Advertisement

5th arrest made in Guatemala deaths

Share
From the Associated Press

The fifth of six former Guatemalan police officers suspected in the killings of three Salvadoran politicians and their driver turned himself in Wednesday. Prosecutors said the ex-officer allegedly bought the gasoline used to burn the victims.

Marvin Roberto Contreras Natareno may be one of the last living links to the Feb. 19 killings. Four suspects previously arrested were killed by gunmen Sunday while in prison.

“Investigations place Marvin Roberto Contreras Natareno at the scene of the killings of the four people, and we can present telephone records that place him at the gasoline station” to buy the gasoline, prosecutor Candido Bremmer said.

Advertisement

Contreras Natareno turned himself in at police headquarters, and his lawyer asked that he be held someplace where his life would not be in danger.

Contreras Natareno was an investigator at the police organized crime unit, where the sixth suspect -- who is still at large -- also worked.

The slain Salvadoran politicians were lawmakers, including Eduardo Jose D’Aubuisson, son of El Salvador’s late right-wing leader Roberto D’Aubuisson.

The suspects were accused of killing the Salvadorans, setting fire to their bodies and leaving their charred remains along a rural road outside Guatemala City. Officials say some of the politicians were alive when they were set on fire.
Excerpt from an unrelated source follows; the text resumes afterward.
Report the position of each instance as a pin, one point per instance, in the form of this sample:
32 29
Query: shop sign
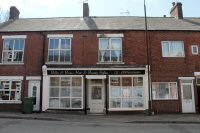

Guatemalan President Oscar Berger said “organized crime gangs” reached the officers’ cell after getting past eight locked doors at the prison.

Berger said it was still not clear whether drug trafficking or other organized crime was involved, but a major question is how the gunmen were able to get past the doors to reach the suspects.

Advertisement

Investigators have said they are not ruling out any motive in the killing of the Salvadorans. But officials have suggested that rogue police might not have realized who their victims were, or that the mastermind of the crime might have tricked them into targeting the Salvadorans by telling them the victims were drug dealers.

Berger has said he is “not ruling out the possibility that it was a political crime.”